First Harvest of Salt-Tolerant Vegetables in Bangladesh
The project the Salt Solution in which ICCO introduces salt tolerant crops in Bangladesh, shows positive results in its mid-term evaluation. The evaluation shows that the use of saline land has increased by 76%. Besides, households include more vegetables in their eating pattern.
The mid-term evaluation has been carried out by an independent consultant firm named Gram Bikash Foundation (GBF) which had been hired through a competitive process.
One of the most important results is the increase of the use of saline land. Whereas in the beginning of the project farmers considered saline land as useless, now farmers have been convinced by the fact that they actually can grow vegetables on salt affected land. This pays off as now more land is used to grow vegetables again. The evaluation shows an increase of 76% farmers using salt affected land.

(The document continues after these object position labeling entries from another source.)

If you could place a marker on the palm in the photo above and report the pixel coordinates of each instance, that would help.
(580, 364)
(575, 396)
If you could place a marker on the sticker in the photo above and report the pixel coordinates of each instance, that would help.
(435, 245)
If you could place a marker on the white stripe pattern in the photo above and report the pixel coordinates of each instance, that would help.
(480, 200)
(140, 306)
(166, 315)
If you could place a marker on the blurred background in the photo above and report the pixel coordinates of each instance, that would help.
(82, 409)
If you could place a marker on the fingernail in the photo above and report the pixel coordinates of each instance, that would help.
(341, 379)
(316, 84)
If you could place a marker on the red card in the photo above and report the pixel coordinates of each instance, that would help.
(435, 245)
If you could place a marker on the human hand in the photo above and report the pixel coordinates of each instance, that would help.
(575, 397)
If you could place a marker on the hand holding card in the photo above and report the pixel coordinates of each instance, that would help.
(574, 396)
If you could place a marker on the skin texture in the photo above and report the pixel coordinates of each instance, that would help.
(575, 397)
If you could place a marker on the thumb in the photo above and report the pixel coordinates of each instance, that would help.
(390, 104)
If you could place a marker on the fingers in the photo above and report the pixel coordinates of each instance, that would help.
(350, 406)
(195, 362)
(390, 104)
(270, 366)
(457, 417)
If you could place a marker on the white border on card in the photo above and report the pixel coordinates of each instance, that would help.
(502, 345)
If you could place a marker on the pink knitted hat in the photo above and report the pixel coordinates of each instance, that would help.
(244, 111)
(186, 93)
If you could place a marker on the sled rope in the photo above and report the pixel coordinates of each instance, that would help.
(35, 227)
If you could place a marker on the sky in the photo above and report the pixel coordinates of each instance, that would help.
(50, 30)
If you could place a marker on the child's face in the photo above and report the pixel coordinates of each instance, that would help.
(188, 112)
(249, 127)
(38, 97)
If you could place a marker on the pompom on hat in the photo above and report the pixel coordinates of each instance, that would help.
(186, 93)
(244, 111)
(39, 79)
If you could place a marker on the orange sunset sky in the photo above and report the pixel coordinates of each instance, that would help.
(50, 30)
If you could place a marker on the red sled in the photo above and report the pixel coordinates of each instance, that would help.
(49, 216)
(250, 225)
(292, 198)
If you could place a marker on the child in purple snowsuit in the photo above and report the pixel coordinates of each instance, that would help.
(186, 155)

Another important result is that vegetable consumption (150 grams per day, 10 months per year) has increased from 26% to 74%. Related to this is that the household’s food security as a whole has increased from 15% to 65%. This was partly received through intensive training on the benefits of consuming vegetables for human health and nutrition, mainly targeting women.
Scarcity of freshwater sources for irrigation is still a challenge. Another challenge is the available number of salt tolerant varieties of vegetable seeds. On the one hand these are hard to get in Bangladesh and on the other hand there is the timely supply of tested seeds from the Netherlands. What’s more, due to the small-scale crop production by the project farmers, big buyers are not yet interested to purchase their produces. So commercial farming will receive special attention in the coming year.
Together with Salt Farm Texel and local NGO CODEC, ICCO trains 5,000 farmers in the coastal areas of Bangladesh to grow salt tolerant crops. These are natural varieties of crops that grow on saline soil. The contribution from the National Postcode Lottery enables these farmers to make their salt-affected land productive again by growing saline tolerant crops. This will improve their food security as well as their income.